|WAYMAN BERNARD BRADSHAW,
|UNITED STATES OF AMERICA;
UNITED STATES DEPARTMENT OF
JUSTICE, named as: The United States
Justice Dept. and its Division(s);
FEDERAL BUREAU OF
INVESTIGATION; FEDERAL BUREAU
OF PRISONS; U.S. SECRET SERVICE,
their Agent(s) and Officer(s) here listed;
John Doe -- Black male agent of the
F.B.I.; WARDEN KOEHANE, of
USMCFP, Springfield; J.L. BAKER, SIA
of USMCFP, Springfield; John Doe
white male Lieutenant, USMCFP,
Springfield; John Does white male
C.O.'s #1, #2, #3, #4, USMCFP,
Springfield; M.V. PUGH, of U.S.P.
Florence-MAX; ASST. WARDEN
GALLEGOS, U.S.P. Florence-MAX;
CAPTAIN KARAM, U.S.P. Florence-MAX; SHOFF, S.I.A., U.S.P. Florence-MAX; M.
COLLINS, Unit Manager,
U.S.P. Florence-MAX; M. SOSA, Unit
Manager, U.S.P. Florence-MAX; E.
ROCKWELL, Case Manager, U.S.P.
Florence-MAX; R. MADISON,
Counselor, U.S.P. Florence-MAX; Jane
Doe white female of the U.S. Secret
Service; in their individual and official
Plaintiff Wayman Bernard Bradshaw, a federal prisoner appearing pro se, appeals the district court's dismissal of his amended complaint as frivolous pursuant to 28 U.S.C. § 1915(e)(2)(B). We conclude the appeal is frivolous and dismiss pursuant to 28 U.S.C. § 1915A(b)(1).
Bradshaw filed his civil rights complaint under Bivens v. Six Unknown Named Agents of Federal Bureau of Narcotics, 403 U.S. 388 (1971), and other federal statutes (including 18 U.S.C. §§ 241, 242, and 1505; 28 U.S.C. §§ 1331, 1332, 1342, 1343, and 1357; and 42 U.S.C. § 1985(3) and 1986).
We review a district court's dismissal of a complaint as frivolous for an abuse of discretion. See Schlicher v. Thomas, 111 F.3d 777, 779 (10th Cir. 1997). The district court carefully examined each of Bradshaw's claims and found that the complaint failed to allege any facts that established a violation of Bradshaw's constitutional rights. Bradshaw seeks remand to the district court to give him an opportunity to amend his claims. He contends:
Since the record here clearly discloses that appellant did in fact allege violations of numerous constitutionally protected rights, it is respectfully submitted that the dismissal of appellant's civil rights complaint as legally frivolous under 28 U.S.C. section 1915(e)(2)(B), particularly where the claims were dismissed without opportunity to amend to cure defects constituted an abuse of discretion.
Br. at 14. Bradshaw fails to provide more than summary assertions that his complaint should have survived.

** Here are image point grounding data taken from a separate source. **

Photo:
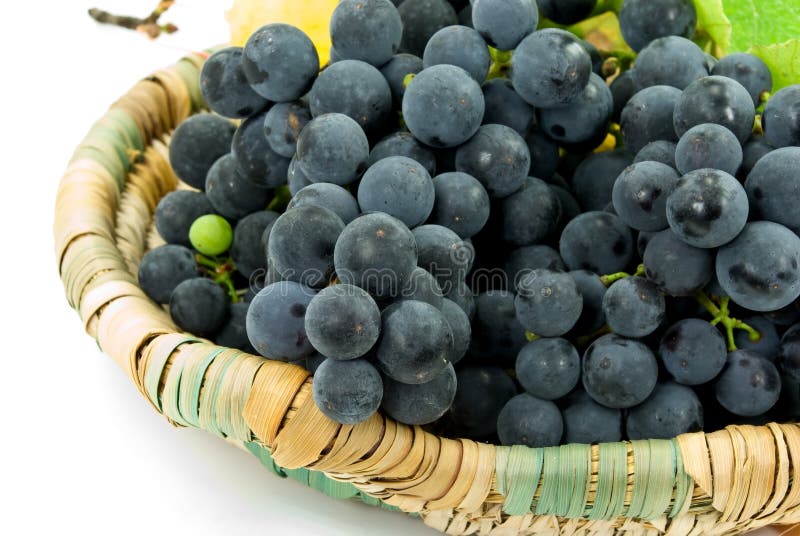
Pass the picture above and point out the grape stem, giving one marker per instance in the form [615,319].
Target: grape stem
[501,63]
[147,25]
[610,279]
[219,270]
[280,199]
[721,315]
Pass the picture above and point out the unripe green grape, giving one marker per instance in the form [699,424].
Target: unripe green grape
[211,235]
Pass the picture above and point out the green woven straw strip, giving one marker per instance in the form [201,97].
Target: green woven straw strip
[566,471]
[315,479]
[116,138]
[659,480]
[210,395]
[684,484]
[653,478]
[233,396]
[155,369]
[612,481]
[526,465]
[126,127]
[172,385]
[193,374]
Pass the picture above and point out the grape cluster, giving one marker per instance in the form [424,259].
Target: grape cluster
[492,230]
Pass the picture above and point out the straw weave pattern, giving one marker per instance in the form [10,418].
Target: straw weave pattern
[725,482]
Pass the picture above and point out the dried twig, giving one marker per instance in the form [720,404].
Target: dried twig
[148,25]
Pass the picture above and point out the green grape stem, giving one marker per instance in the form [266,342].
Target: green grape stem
[501,63]
[280,200]
[721,316]
[531,336]
[219,270]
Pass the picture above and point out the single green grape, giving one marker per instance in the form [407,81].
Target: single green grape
[211,235]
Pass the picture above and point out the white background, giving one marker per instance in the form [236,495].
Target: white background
[80,450]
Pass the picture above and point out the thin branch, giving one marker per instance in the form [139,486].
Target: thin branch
[148,25]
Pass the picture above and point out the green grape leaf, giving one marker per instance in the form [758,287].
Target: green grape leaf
[783,60]
[767,29]
[603,32]
[713,25]
[755,22]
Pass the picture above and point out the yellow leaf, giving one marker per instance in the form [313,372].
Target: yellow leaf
[311,16]
[603,32]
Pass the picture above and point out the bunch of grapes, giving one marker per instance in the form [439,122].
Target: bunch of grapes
[492,230]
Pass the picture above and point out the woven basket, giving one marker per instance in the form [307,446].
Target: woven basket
[725,482]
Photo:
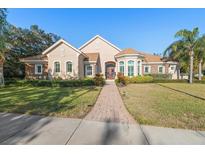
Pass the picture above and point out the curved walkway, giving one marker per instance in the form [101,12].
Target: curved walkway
[110,107]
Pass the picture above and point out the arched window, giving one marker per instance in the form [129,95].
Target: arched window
[69,67]
[57,67]
[122,67]
[130,68]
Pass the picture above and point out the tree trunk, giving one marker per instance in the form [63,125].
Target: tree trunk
[200,69]
[1,74]
[191,66]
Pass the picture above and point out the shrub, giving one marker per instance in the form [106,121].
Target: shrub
[121,79]
[53,83]
[170,81]
[99,80]
[161,76]
[140,79]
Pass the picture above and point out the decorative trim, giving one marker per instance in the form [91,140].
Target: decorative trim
[36,69]
[66,43]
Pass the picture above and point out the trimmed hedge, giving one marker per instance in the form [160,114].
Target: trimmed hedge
[139,79]
[53,83]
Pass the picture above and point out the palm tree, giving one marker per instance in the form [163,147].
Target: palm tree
[3,24]
[187,44]
[175,52]
[200,54]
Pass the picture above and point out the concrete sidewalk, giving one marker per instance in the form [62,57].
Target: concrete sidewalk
[24,129]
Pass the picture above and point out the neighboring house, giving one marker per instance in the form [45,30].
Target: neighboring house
[95,56]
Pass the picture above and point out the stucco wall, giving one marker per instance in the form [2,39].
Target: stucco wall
[1,67]
[125,60]
[30,72]
[106,51]
[63,53]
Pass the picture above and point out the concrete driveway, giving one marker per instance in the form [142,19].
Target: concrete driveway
[25,129]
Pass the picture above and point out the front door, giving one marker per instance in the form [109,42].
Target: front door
[110,73]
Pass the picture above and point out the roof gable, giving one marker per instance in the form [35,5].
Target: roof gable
[98,36]
[59,42]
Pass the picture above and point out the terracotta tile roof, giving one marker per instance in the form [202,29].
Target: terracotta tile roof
[37,57]
[127,51]
[92,56]
[147,57]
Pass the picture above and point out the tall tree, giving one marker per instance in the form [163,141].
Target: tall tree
[200,55]
[25,42]
[188,40]
[175,52]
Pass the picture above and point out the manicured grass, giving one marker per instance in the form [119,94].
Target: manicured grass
[155,105]
[55,101]
[193,89]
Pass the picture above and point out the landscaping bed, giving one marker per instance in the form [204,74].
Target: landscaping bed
[74,102]
[153,104]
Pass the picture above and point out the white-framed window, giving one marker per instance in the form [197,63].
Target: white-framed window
[172,68]
[122,67]
[161,69]
[88,70]
[57,67]
[38,68]
[130,68]
[69,67]
[147,69]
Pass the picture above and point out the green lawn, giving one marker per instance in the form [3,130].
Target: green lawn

He argues the district court erred in dismissing his complaint as "legally frivolous" because "neither 28 U.S.C. sect. 1915(e)(2)(B), or legislative history suggests that a complaint should be dismissed as being 'Legally Frivolous,' but instead, provides for dismissal of a 'frivolous' or 'malicious' complaint." Br. at 13. The frivolity contemplated by § 1915(e)(2)(B) extends to actions that are legally frivolous. See Hunt v. Downing, 112 F.3d 453 (10th Cir, 1997) (denying application on ground that appeal was "legally frivolous" under 28 U.S.C. § 1915(e)(2)(B)(i)).
The district court did not abuse its discretion in dismissing Bradshaw's complaint as frivolous. The appeal is DISMISSED as frivolous. Bradshaw is reminded that he remains obligated to continue making partial payments of the appellate filing fee pursuant to 28 U.S.C. § 1915(b). The mandate shall issue forthwith.
Entered for the Court
Mary Beck Briscoe
*.This order and judgment is not binding precedent, except under the doctrines of law of the case, res judicata, and collateral estoppel. The court generally disfavors the citation of orders and judgments; nevertheless, an order and judgment may be cited under the terms and conditions of 10th Cir. R. 36.3.